Tuning of the Anti-Breast Cancer Activity of Betulinic Acid via Its Conversion to Ionic Liquids
Paula Ossowicz-Rupniewska,
Joanna Klebeko,
Irina Georgieva,
Sonia Apostolova,
Łukasz Struk,
Svetla Todinova,
Rumiana Dimitrova Tzoneva,
Maya Guncheva
Affiliations
Paula Ossowicz-Rupniewska
Department of Chemical Organic Technology and Polymeric Materials, Faculty of Chemical Technology and Engineering, West Pomeranian University of Technology, Piastów Ave. 42, 71-065 Szczecin, Poland
Joanna Klebeko
Department of Chemical Organic Technology and Polymeric Materials, Faculty of Chemical Technology and Engineering, West Pomeranian University of Technology, Piastów Ave. 42, 71-065 Szczecin, Poland
Irina Georgieva
Institute of Biophysics and Biomedical Engineering, Bulgarian Academy of Sciences, Acad. G. Bonchev Str., Bl. 21, 1113 Sofia, Bulgaria
Sonia Apostolova
Institute of Biophysics and Biomedical Engineering, Bulgarian Academy of Sciences, Acad. G. Bonchev Str., Bl. 21, 1113 Sofia, Bulgaria
Łukasz Struk
Department of Organic and Physical Chemistry, Faculty of Chemical Technology and Engineering, West Pomeranian University of Technology, Piastów Ave. 42, 71-065 Szczecin, Poland
Svetla Todinova
Institute of Biophysics and Biomedical Engineering, Bulgarian Academy of Sciences, Acad. G. Bonchev Str., Bl. 21, 1113 Sofia, Bulgaria
Rumiana Dimitrova Tzoneva
Institute of Biophysics and Biomedical Engineering, Bulgarian Academy of Sciences, Acad.

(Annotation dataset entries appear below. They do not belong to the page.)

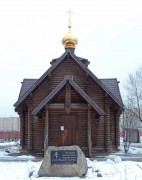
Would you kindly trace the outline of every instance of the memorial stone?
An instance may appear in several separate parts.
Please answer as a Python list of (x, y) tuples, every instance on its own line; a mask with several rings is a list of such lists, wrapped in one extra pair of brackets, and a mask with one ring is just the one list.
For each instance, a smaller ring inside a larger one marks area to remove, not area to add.
[(82, 177), (87, 172), (86, 158), (78, 146), (49, 146), (38, 175), (40, 177)]

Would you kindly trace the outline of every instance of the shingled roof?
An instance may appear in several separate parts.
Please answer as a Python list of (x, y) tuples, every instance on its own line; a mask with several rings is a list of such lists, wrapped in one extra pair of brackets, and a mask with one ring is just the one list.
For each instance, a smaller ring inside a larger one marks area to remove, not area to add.
[(33, 110), (32, 114), (37, 115), (39, 111), (46, 105), (52, 98), (67, 84), (69, 83), (75, 91), (77, 91), (83, 99), (85, 99), (101, 116), (104, 115), (104, 111), (93, 101), (69, 76), (64, 80)]
[[(33, 84), (32, 84), (32, 81), (29, 82), (29, 89), (26, 89), (26, 86), (22, 87), (24, 90), (21, 89), (21, 92), (20, 92), (20, 95), (19, 95), (19, 99), (18, 101), (14, 104), (15, 107), (17, 107), (21, 102), (23, 102), (23, 100), (65, 59), (66, 56), (71, 56), (75, 62), (77, 64), (79, 64), (82, 69), (84, 69), (86, 71), (87, 74), (89, 74), (93, 79), (94, 81), (105, 91), (109, 94), (109, 96), (111, 96), (111, 98), (121, 107), (123, 108), (123, 102), (122, 102), (122, 99), (119, 97), (119, 95), (117, 94), (116, 95), (116, 92), (112, 92), (111, 90), (116, 90), (116, 88), (118, 88), (118, 84), (117, 84), (117, 87), (115, 88), (111, 88), (110, 85), (108, 85), (109, 83), (106, 83), (106, 81), (102, 81), (102, 80), (99, 80), (81, 61), (80, 61), (80, 58), (77, 57), (72, 51), (70, 51), (70, 49), (67, 49), (65, 51), (65, 53), (57, 59), (57, 61), (36, 81), (33, 80)], [(25, 83), (28, 84), (28, 82), (26, 82), (25, 80)], [(108, 87), (109, 86), (109, 87)], [(116, 83), (115, 83), (115, 86), (116, 86)], [(23, 91), (25, 92), (25, 94), (23, 94)], [(119, 88), (117, 90), (117, 92), (119, 91)], [(120, 94), (120, 93), (119, 93)]]

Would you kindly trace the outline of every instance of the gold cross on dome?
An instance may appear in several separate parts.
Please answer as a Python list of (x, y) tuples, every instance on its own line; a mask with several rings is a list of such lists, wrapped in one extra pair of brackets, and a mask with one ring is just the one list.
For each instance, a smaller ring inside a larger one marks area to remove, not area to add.
[(67, 11), (67, 13), (68, 13), (68, 22), (69, 22), (69, 25), (68, 25), (68, 28), (69, 28), (69, 33), (71, 32), (71, 14), (73, 14), (73, 12), (71, 11), (71, 9), (69, 9), (68, 11)]

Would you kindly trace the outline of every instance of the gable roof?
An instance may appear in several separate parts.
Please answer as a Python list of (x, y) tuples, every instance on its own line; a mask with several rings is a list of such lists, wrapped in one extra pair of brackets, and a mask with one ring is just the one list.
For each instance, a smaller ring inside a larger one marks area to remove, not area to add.
[(26, 93), (21, 96), (20, 99), (14, 104), (15, 107), (17, 107), (64, 59), (66, 56), (70, 55), (77, 64), (83, 68), (87, 74), (92, 77), (92, 79), (105, 91), (107, 92), (111, 98), (121, 107), (123, 108), (123, 102), (122, 99), (118, 99), (117, 96), (115, 96), (108, 88), (107, 86), (99, 80), (81, 61), (80, 58), (77, 57), (70, 49), (66, 49), (65, 53), (57, 59), (57, 61), (26, 91)]
[(63, 81), (33, 110), (32, 114), (37, 115), (39, 111), (67, 84), (69, 83), (75, 91), (77, 91), (83, 99), (85, 99), (101, 116), (104, 111), (69, 77), (65, 77)]

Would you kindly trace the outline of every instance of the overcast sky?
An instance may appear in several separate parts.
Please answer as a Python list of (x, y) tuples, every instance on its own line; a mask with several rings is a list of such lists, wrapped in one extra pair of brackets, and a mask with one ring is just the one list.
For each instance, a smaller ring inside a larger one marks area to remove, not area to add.
[(17, 116), (23, 78), (39, 78), (64, 53), (71, 8), (75, 54), (98, 78), (118, 78), (142, 65), (142, 0), (0, 0), (0, 117)]

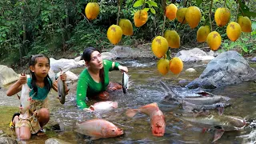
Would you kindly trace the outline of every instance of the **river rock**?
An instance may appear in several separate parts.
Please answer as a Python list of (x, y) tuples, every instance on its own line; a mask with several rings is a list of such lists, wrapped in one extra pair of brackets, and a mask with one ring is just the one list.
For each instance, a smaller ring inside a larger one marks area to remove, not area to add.
[(0, 87), (17, 81), (18, 74), (12, 68), (0, 65)]
[(129, 58), (133, 50), (130, 47), (124, 47), (121, 46), (114, 46), (110, 52), (114, 54), (117, 58)]
[(45, 144), (71, 144), (58, 138), (49, 138), (45, 142)]
[(223, 52), (211, 60), (198, 78), (186, 87), (213, 89), (256, 79), (256, 70), (238, 52)]
[(188, 68), (185, 70), (186, 73), (190, 74), (190, 73), (197, 73), (197, 70), (195, 70), (194, 68)]
[(50, 58), (50, 65), (51, 70), (53, 70), (54, 71), (59, 71), (60, 68), (62, 70), (65, 70), (65, 69), (72, 69), (72, 68), (84, 66), (85, 61), (81, 60), (81, 61), (76, 62), (74, 59), (66, 59), (66, 58), (61, 58), (61, 59), (56, 60), (53, 58)]
[(176, 54), (175, 57), (180, 58), (184, 62), (210, 61), (214, 58), (213, 55), (208, 55), (206, 52), (198, 48), (194, 48), (189, 50), (181, 50)]

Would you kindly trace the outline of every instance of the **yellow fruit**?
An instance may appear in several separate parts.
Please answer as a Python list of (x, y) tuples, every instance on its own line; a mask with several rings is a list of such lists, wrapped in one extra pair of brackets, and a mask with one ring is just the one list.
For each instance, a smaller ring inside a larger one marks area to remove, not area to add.
[(177, 10), (176, 18), (177, 18), (178, 22), (181, 22), (182, 24), (186, 23), (186, 21), (185, 18), (185, 14), (186, 12), (186, 10), (187, 10), (186, 7), (183, 7), (183, 8), (178, 9)]
[(162, 58), (168, 50), (168, 42), (165, 38), (157, 36), (153, 39), (151, 47), (154, 54), (158, 58)]
[(197, 6), (190, 6), (185, 14), (186, 22), (190, 25), (191, 29), (198, 26), (201, 20), (201, 12)]
[(166, 75), (170, 69), (170, 62), (168, 59), (161, 58), (158, 62), (158, 71), (163, 74)]
[(238, 39), (242, 33), (241, 26), (235, 22), (231, 22), (226, 26), (226, 35), (233, 42)]
[(174, 74), (181, 73), (183, 70), (183, 62), (178, 57), (174, 57), (170, 60), (170, 70)]
[(136, 27), (143, 26), (147, 21), (147, 11), (144, 10), (136, 11), (134, 16), (134, 21)]
[(209, 26), (201, 26), (197, 32), (197, 40), (198, 42), (206, 41), (207, 35), (210, 34), (210, 30)]
[(174, 4), (170, 4), (166, 7), (166, 16), (170, 20), (174, 20), (176, 18), (177, 6)]
[(252, 31), (251, 22), (248, 17), (239, 16), (238, 23), (240, 25), (242, 31), (248, 33)]
[(129, 19), (120, 19), (118, 26), (122, 30), (122, 34), (124, 35), (132, 35), (134, 34), (133, 25)]
[(230, 19), (230, 11), (228, 8), (218, 8), (214, 14), (214, 19), (219, 27), (226, 26)]
[(206, 42), (212, 50), (217, 50), (222, 44), (222, 37), (217, 31), (210, 32), (207, 36)]
[(97, 18), (99, 14), (99, 6), (97, 2), (89, 2), (86, 5), (86, 15), (89, 20), (93, 20)]
[(166, 30), (163, 37), (166, 38), (170, 48), (179, 48), (180, 38), (175, 30)]
[(106, 36), (110, 42), (115, 45), (121, 41), (122, 30), (118, 25), (112, 25), (107, 30)]

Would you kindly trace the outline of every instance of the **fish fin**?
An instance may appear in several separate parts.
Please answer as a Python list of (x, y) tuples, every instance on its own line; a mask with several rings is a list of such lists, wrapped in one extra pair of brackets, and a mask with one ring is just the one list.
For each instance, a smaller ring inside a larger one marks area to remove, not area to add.
[(215, 130), (215, 132), (214, 132), (214, 141), (212, 142), (214, 142), (216, 141), (218, 141), (224, 134), (225, 130), (223, 129), (218, 129), (218, 130)]
[(217, 107), (218, 113), (219, 115), (222, 115), (223, 111), (224, 111), (224, 107)]
[(138, 112), (138, 109), (130, 109), (126, 110), (126, 114), (130, 117), (132, 118), (134, 117), (137, 113)]
[(118, 108), (118, 103), (117, 102), (114, 102), (112, 107), (113, 108)]
[(101, 138), (100, 137), (91, 137), (90, 140), (96, 140)]

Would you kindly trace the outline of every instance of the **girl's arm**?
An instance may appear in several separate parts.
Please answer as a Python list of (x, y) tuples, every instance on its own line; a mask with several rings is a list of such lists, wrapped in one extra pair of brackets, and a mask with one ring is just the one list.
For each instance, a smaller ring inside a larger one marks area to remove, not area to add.
[(12, 96), (22, 90), (22, 84), (26, 83), (26, 76), (20, 76), (19, 79), (10, 86), (6, 91), (7, 96)]

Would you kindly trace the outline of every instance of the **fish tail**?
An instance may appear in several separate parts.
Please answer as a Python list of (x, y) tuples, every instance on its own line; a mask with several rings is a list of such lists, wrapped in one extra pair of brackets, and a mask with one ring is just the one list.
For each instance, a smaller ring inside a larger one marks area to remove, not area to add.
[(126, 112), (126, 114), (128, 117), (132, 118), (132, 117), (134, 117), (138, 112), (138, 109), (130, 109), (130, 110), (128, 110)]
[(118, 103), (117, 102), (113, 102), (113, 107), (114, 108), (118, 108)]

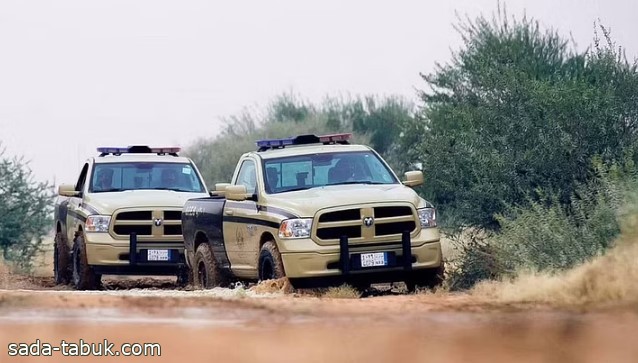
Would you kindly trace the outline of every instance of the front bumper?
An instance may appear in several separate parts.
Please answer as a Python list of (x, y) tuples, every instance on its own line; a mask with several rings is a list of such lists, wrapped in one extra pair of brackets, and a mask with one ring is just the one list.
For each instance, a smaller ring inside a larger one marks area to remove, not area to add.
[[(422, 229), (414, 236), (406, 233), (401, 241), (393, 243), (362, 245), (348, 244), (347, 240), (342, 240), (339, 245), (318, 246), (311, 240), (286, 240), (280, 241), (279, 245), (286, 276), (291, 279), (304, 279), (365, 274), (381, 276), (437, 268), (442, 263), (439, 239), (438, 230), (432, 228)], [(306, 250), (309, 247), (308, 241), (314, 245), (314, 251)], [(356, 261), (351, 258), (353, 254), (369, 252), (392, 254), (392, 265), (358, 268)], [(410, 257), (405, 258), (407, 255)]]
[[(184, 243), (114, 239), (108, 233), (85, 233), (86, 257), (96, 272), (113, 274), (175, 274), (185, 268)], [(148, 250), (169, 250), (168, 261), (148, 261)], [(98, 271), (99, 270), (99, 271)]]

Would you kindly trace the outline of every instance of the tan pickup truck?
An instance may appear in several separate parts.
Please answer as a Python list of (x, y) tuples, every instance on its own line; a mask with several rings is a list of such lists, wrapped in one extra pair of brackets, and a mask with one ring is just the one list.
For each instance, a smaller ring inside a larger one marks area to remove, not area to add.
[(350, 134), (261, 140), (244, 154), (218, 196), (192, 199), (182, 213), (195, 282), (287, 277), (295, 287), (441, 282), (436, 211)]
[(98, 148), (55, 205), (54, 276), (95, 289), (103, 274), (176, 275), (186, 284), (182, 207), (207, 196), (179, 148)]

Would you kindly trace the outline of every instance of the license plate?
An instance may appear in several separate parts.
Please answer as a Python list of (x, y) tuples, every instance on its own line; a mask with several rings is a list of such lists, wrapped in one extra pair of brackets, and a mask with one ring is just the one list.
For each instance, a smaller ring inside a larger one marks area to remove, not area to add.
[(171, 259), (170, 250), (148, 250), (146, 259), (148, 261), (169, 261)]
[(361, 267), (385, 266), (388, 259), (385, 252), (362, 253)]

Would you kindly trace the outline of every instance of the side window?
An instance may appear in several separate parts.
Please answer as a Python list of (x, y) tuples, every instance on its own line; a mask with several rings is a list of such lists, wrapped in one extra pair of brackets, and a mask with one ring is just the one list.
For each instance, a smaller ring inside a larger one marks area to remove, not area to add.
[(89, 171), (89, 164), (84, 164), (82, 168), (82, 172), (80, 172), (80, 177), (78, 178), (78, 182), (75, 184), (75, 190), (81, 192), (84, 189), (84, 184), (86, 183), (86, 174)]
[(237, 180), (235, 180), (235, 185), (245, 185), (247, 193), (255, 193), (257, 190), (257, 172), (255, 170), (254, 161), (245, 160), (241, 164)]

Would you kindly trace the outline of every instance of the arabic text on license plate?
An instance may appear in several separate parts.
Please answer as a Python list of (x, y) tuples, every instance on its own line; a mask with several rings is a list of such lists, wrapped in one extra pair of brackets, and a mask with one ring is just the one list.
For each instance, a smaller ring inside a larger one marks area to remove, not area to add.
[(385, 266), (387, 264), (385, 252), (361, 254), (361, 267)]
[(168, 261), (170, 260), (169, 250), (148, 250), (147, 260)]

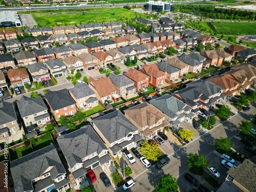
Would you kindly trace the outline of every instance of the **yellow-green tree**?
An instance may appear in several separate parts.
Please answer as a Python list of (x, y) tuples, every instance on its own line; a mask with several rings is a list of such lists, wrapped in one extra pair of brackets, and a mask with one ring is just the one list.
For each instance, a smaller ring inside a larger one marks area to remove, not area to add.
[(157, 161), (161, 151), (158, 148), (158, 144), (156, 141), (144, 140), (141, 142), (141, 153), (147, 160)]
[(189, 131), (185, 129), (179, 130), (178, 133), (181, 139), (185, 140), (188, 140), (192, 139), (195, 134), (195, 132), (193, 131)]

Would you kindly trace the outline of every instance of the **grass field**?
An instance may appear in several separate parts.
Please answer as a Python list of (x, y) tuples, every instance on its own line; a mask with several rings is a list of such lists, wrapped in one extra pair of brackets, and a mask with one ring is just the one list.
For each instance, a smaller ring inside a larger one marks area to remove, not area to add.
[(39, 26), (80, 25), (94, 23), (126, 20), (150, 15), (135, 13), (122, 8), (102, 8), (30, 11)]
[(256, 34), (256, 23), (228, 23), (211, 22), (216, 27), (219, 34), (230, 35), (251, 35)]

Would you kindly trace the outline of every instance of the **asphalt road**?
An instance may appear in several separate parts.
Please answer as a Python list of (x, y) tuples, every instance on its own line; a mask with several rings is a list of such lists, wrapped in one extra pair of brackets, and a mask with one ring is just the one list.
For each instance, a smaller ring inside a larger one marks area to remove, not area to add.
[[(244, 119), (252, 119), (252, 115), (256, 113), (256, 103), (251, 106), (251, 109), (247, 112), (240, 112), (234, 116), (229, 118), (222, 124), (220, 124), (206, 133), (201, 135), (200, 138), (194, 140), (185, 147), (181, 148), (177, 152), (169, 155), (170, 162), (169, 164), (158, 169), (155, 166), (142, 173), (135, 178), (136, 184), (133, 186), (130, 191), (155, 191), (155, 188), (159, 182), (159, 178), (163, 174), (170, 173), (174, 177), (177, 178), (177, 182), (181, 189), (184, 191), (190, 191), (191, 187), (190, 183), (184, 181), (183, 174), (188, 170), (187, 160), (188, 159), (188, 154), (189, 153), (197, 153), (199, 155), (203, 155), (207, 157), (212, 156), (212, 152), (216, 150), (214, 146), (215, 138), (220, 137), (229, 137), (232, 138), (238, 131), (235, 128), (241, 121)], [(224, 170), (221, 173), (224, 174)], [(200, 183), (204, 184), (204, 180), (199, 180)], [(119, 188), (117, 191), (121, 191)]]

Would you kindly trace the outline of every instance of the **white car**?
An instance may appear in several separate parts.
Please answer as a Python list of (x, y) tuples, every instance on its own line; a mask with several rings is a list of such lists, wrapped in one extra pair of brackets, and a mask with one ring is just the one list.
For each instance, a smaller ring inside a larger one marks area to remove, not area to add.
[(205, 115), (204, 115), (203, 112), (201, 112), (200, 111), (199, 111), (198, 112), (198, 115), (199, 115), (199, 116), (201, 116), (203, 118), (204, 118), (205, 117)]
[(221, 175), (219, 173), (219, 172), (218, 172), (214, 167), (208, 167), (207, 169), (209, 170), (209, 172), (216, 178), (219, 178), (221, 176)]
[(221, 156), (221, 157), (222, 159), (225, 160), (227, 161), (230, 162), (231, 163), (234, 162), (234, 160), (233, 160), (233, 159), (232, 159), (232, 157), (229, 156), (226, 154), (223, 154)]
[(133, 179), (131, 179), (130, 180), (129, 180), (127, 182), (126, 182), (125, 183), (123, 184), (123, 190), (126, 190), (129, 188), (132, 187), (135, 184), (135, 182), (134, 181), (134, 180)]
[(229, 169), (232, 167), (237, 168), (237, 166), (233, 165), (230, 162), (227, 161), (226, 160), (222, 160), (222, 161), (221, 161), (221, 164), (227, 168), (228, 169)]
[(146, 168), (148, 168), (149, 167), (150, 167), (151, 166), (151, 164), (150, 164), (149, 161), (147, 160), (147, 159), (146, 159), (145, 158), (145, 157), (142, 156), (140, 158), (140, 161), (141, 161), (142, 162), (143, 164), (144, 164), (144, 165), (145, 165), (145, 166)]

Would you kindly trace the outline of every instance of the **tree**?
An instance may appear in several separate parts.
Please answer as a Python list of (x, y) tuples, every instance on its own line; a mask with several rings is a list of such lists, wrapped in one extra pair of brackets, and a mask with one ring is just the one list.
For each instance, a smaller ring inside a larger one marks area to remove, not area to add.
[(215, 139), (215, 146), (225, 152), (231, 151), (231, 147), (234, 145), (231, 142), (231, 140), (228, 137), (220, 137), (219, 139)]
[(195, 134), (195, 132), (194, 131), (189, 131), (185, 129), (179, 130), (178, 133), (179, 133), (181, 139), (186, 141), (192, 139)]
[(238, 124), (238, 129), (242, 133), (250, 132), (253, 128), (252, 123), (248, 120), (243, 120), (241, 123)]
[(176, 179), (169, 173), (164, 175), (156, 186), (157, 192), (176, 192), (178, 188)]
[(80, 192), (95, 192), (95, 189), (91, 185), (84, 185)]
[(111, 177), (113, 183), (116, 185), (122, 181), (122, 176), (117, 172), (113, 173)]
[(197, 46), (197, 51), (201, 52), (202, 50), (204, 50), (204, 45), (202, 42), (199, 42), (199, 44), (198, 44), (198, 46)]
[(129, 176), (132, 173), (133, 173), (133, 170), (130, 166), (126, 165), (124, 167), (124, 176), (125, 177)]
[(187, 166), (189, 168), (202, 168), (209, 166), (206, 158), (203, 155), (199, 156), (197, 153), (190, 153), (188, 156), (189, 159), (187, 160)]
[(81, 74), (81, 72), (79, 71), (77, 71), (76, 74), (75, 75), (75, 77), (77, 79), (79, 79), (81, 76), (82, 74)]
[(206, 47), (205, 47), (205, 49), (206, 50), (209, 50), (210, 49), (212, 49), (212, 46), (210, 42), (208, 42), (206, 44)]
[(216, 123), (216, 118), (215, 116), (211, 115), (209, 117), (209, 121), (208, 122), (209, 124), (214, 125)]
[(219, 109), (215, 110), (215, 113), (221, 119), (227, 119), (231, 115), (230, 108), (223, 104)]
[(161, 151), (158, 148), (158, 144), (156, 141), (143, 140), (141, 141), (140, 148), (141, 153), (147, 160), (157, 161)]

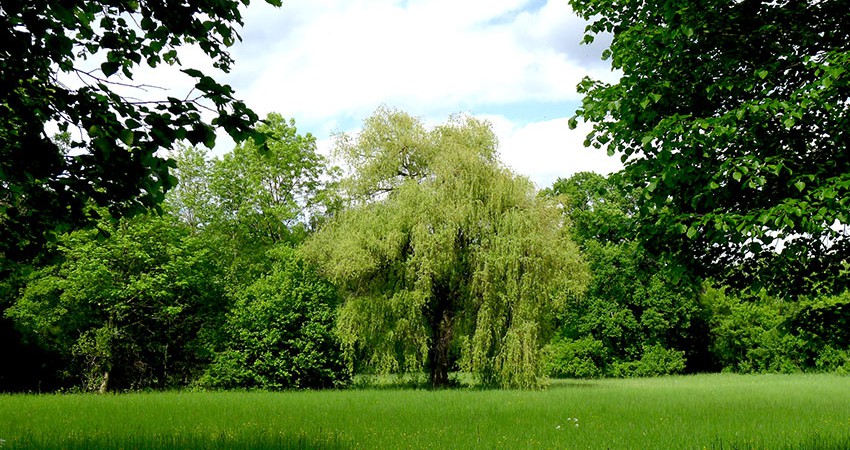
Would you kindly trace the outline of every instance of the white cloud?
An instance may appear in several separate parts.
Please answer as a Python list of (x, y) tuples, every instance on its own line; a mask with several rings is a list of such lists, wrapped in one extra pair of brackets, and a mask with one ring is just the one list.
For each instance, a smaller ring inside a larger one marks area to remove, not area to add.
[(539, 188), (578, 172), (607, 175), (623, 168), (619, 157), (608, 156), (604, 149), (584, 147), (590, 127), (582, 122), (570, 130), (567, 118), (526, 125), (499, 116), (483, 118), (490, 121), (499, 137), (502, 161)]
[[(579, 45), (585, 23), (566, 0), (288, 0), (282, 8), (258, 1), (244, 17), (233, 71), (219, 79), (261, 116), (294, 118), (323, 152), (332, 133), (356, 131), (384, 104), (428, 124), (457, 112), (491, 114), (504, 162), (539, 187), (622, 167), (582, 146), (586, 127), (567, 126), (581, 78), (616, 74), (599, 61), (605, 42)], [(183, 63), (209, 70), (205, 60), (190, 50)], [(142, 74), (169, 87), (166, 95), (191, 90), (176, 68)], [(219, 133), (215, 153), (232, 145)]]
[(321, 123), (317, 133), (330, 131), (334, 121), (359, 120), (380, 104), (445, 115), (480, 105), (577, 101), (576, 84), (598, 70), (583, 67), (583, 58), (566, 54), (557, 40), (568, 27), (575, 35), (569, 47), (577, 49), (584, 24), (563, 0), (522, 12), (527, 3), (252, 5), (233, 77), (249, 105)]

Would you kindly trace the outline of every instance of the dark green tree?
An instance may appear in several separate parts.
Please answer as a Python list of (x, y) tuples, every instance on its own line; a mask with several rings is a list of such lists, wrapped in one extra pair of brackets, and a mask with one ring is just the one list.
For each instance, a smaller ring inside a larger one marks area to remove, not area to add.
[(185, 386), (228, 308), (212, 252), (169, 216), (139, 215), (59, 236), (5, 315), (63, 359), (87, 390)]
[(331, 388), (349, 372), (334, 334), (336, 288), (279, 246), (268, 273), (240, 290), (223, 327), (222, 348), (198, 384), (208, 388)]
[[(267, 0), (279, 5), (279, 0)], [(174, 185), (160, 149), (264, 137), (233, 89), (197, 68), (184, 98), (139, 100), (137, 69), (182, 66), (200, 48), (229, 71), (248, 0), (0, 2), (0, 270), (41, 251), (53, 232), (155, 207)], [(181, 94), (182, 95), (182, 94)], [(208, 111), (212, 119), (205, 120)], [(58, 127), (64, 143), (50, 136)]]
[(850, 15), (838, 0), (571, 0), (617, 83), (590, 79), (587, 145), (625, 162), (641, 241), (787, 295), (846, 289)]
[[(578, 173), (541, 195), (559, 199), (570, 234), (590, 266), (584, 295), (560, 315), (550, 349), (553, 374), (660, 375), (705, 370), (698, 285), (637, 242), (636, 196), (621, 174)], [(687, 362), (687, 367), (685, 363)]]
[(174, 154), (180, 179), (166, 196), (166, 209), (203, 236), (228, 269), (234, 290), (267, 272), (266, 251), (297, 246), (334, 206), (335, 170), (316, 151), (316, 139), (292, 120), (269, 114), (253, 140), (221, 158), (201, 148)]

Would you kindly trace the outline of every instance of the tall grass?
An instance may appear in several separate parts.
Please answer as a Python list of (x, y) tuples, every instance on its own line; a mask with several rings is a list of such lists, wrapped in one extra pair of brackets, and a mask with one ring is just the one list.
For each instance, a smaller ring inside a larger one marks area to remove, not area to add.
[(0, 396), (6, 448), (850, 448), (850, 377)]

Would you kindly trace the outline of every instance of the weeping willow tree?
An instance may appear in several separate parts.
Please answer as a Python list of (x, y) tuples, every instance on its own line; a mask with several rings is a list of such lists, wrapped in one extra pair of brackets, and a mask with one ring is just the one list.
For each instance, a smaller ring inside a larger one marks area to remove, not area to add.
[(352, 369), (539, 385), (551, 319), (588, 274), (557, 206), (496, 145), (473, 118), (429, 130), (386, 109), (337, 142), (351, 206), (303, 250), (343, 292)]

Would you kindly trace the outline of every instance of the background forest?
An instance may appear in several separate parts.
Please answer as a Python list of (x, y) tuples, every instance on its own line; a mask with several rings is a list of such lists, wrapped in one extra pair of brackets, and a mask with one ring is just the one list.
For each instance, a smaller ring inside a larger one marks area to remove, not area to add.
[(537, 191), (468, 117), (426, 129), (380, 109), (338, 137), (345, 174), (293, 121), (259, 131), (268, 150), (182, 147), (161, 214), (104, 213), (4, 278), (3, 390), (850, 369), (850, 296), (651, 256), (623, 174)]
[(570, 126), (624, 170), (545, 187), (471, 116), (332, 160), (260, 120), (180, 60), (228, 72), (248, 3), (0, 6), (0, 390), (850, 370), (845, 2), (569, 1), (619, 74)]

G. Bonchev Str., Bl. 21, 1113 Sofia, Bulgaria
Maya Guncheva
Institute of Organic Chemistry with Centre of Phytochemistry, Bulgarian Academy of Sciences, Acad. G. Bonchev Str., Bl. 9, 1113 Sofia, Bulgaria
Betulinic acid (BA) is a natural pentacyclic triterpene with diverse biological activities. However, its low water solubility limits its pharmaceutical application. The conversion of pharmaceutically active molecules into ionic liquids (ILs) is a promising strategy to improve their physicochemical properties, stability, and/or potency. Here, we report the synthesis and characterization of 15 novel ILs containing a cation ethyl ester of a polar, non-polar, or charged amino acid [AAOEt] and an anion BA. Except for [ValOEt][BA], we observed preserved or up to 2-fold enhanced cytotoxicity toward hormone-dependent breast cancer cells MCF-7. The estimated IC50 (72 h) values within the series varied between 4.8 and 25.7 µM. We found that the most cytotoxic IL, [LysOEt][BA]2, reduced clonogenic efficiency to 20% compared to that of BA. In addition, we evaluated the effect of a 72 h treatment with BA or [LysOEt][BA]2, the most cytotoxic compound, on the thermodynamic behavior of MCF-7 cells. Based on our data, we suggest that the charged amino acid lysine included in the novel ILs provokes cytotoxicity by a mechanism involving alteration in membrane lipid organization, which could be accompanied by modulation of the visco–elastic properties of the cytoplasm.